TEA(+)-sensitive KCNQ1 constructs reveal pore-independent access to KCNE1 in assembled I(Ks) channels.

I(Ks), a slowly activating delayed rectifier K(+) current through channels formed by the assembly of two subunits KCNQ1 (KvLQT1) and KCNE1 (minK), contributes to the control of the cardiac action potential duration. Coassembly of the two subunits is essential in producing the characteristic and physiologically critical kinetics of assembled channels, but it is not yet clear where or how these subunits interact. Previous investigations of external access to the KCNE1 protein in assembled I(Ks) channels relied on occlusion of the pore by extracellular application of TEA(+), despite the very low TEA(+) sensitivity (estimated EC(50) > 100 mM) of channels encoded by coassembly of wild-type KCNQ1 with the wild type (WT) or a series of cysteine-mutated KCNE1 constructs.
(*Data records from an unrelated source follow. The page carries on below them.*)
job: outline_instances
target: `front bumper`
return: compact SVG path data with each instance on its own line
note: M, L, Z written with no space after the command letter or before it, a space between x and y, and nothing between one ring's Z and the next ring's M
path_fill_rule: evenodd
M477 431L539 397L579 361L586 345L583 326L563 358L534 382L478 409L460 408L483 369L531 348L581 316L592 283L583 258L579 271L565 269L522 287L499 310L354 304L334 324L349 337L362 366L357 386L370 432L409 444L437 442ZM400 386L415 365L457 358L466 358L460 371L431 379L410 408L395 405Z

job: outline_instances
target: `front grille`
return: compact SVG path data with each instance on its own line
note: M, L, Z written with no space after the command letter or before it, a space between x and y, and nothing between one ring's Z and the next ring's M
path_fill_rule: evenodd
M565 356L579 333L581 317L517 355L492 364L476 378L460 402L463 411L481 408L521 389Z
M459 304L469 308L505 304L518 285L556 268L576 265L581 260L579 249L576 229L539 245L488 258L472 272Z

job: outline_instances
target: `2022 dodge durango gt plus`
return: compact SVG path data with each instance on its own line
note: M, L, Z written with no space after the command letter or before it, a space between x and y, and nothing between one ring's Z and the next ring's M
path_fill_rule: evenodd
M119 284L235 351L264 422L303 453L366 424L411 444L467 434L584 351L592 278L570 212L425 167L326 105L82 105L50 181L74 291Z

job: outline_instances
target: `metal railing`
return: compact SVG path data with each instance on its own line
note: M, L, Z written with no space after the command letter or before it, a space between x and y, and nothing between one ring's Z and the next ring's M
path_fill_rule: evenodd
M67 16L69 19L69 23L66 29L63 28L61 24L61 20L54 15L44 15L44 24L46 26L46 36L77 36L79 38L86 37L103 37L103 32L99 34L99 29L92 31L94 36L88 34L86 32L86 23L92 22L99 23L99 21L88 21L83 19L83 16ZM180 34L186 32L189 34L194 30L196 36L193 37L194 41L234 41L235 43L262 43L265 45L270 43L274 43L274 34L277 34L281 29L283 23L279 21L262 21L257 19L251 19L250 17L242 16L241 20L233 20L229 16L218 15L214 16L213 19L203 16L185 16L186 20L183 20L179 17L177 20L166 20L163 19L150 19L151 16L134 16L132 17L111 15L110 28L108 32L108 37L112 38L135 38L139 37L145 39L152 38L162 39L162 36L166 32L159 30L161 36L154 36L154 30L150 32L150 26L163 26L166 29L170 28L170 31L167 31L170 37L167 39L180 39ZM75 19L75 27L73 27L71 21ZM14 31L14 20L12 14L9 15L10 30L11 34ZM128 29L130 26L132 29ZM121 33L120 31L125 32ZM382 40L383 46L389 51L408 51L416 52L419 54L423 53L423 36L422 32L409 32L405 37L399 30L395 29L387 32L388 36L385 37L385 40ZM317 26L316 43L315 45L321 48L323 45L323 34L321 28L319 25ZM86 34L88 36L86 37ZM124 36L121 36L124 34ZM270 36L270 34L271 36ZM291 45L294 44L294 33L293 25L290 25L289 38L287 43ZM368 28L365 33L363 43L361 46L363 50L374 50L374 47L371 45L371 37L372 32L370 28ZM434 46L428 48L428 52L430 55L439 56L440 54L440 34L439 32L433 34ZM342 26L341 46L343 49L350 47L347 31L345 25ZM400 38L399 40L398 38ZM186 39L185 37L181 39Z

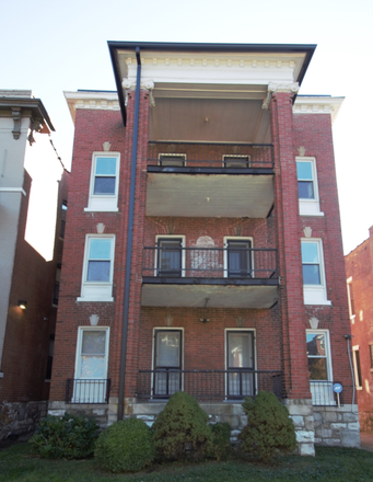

We have engineered a high affinity TEA(+) binding site into the h-KCNQ1 channel by either a single (V319Y) or double (K318I, V319Y) mutation, and retested it for pore-delimited access to specific sites on coassembled KCNE1 subunits. Coexpression of either KCNQ1 construct with WT KCNE1 in Chinese hamster ovary cells does not alter the TEA(+) sensitivity of the homomeric channels (IC(50) approximately 0.4 mM [TEA(+)](out)), providing evidence that KCNE1 coassembly does not markedly alter the structure of the outer pore of the KCNQ1 channel. Coexpression of a cysteine-substituted KCNE1 (F54C) with V319Y significantly increases the sensitivity of channels to external Cd(2+), but neither the extent of nor the kinetics of the onset of (or the recovery from) Cd(2+) block was affected by [TEA(+)](o) at 10x the IC(50) for channel block. These data strongly suggest that access of Cd(2+) to the cysteine-mutated site on KCNE1 is independent of pore occlusion caused by TEA(+) binding to the outer region of the KCNE1/V319Y pore, and that KCNE1 does not reside within the pore region of the assembled channels.[1]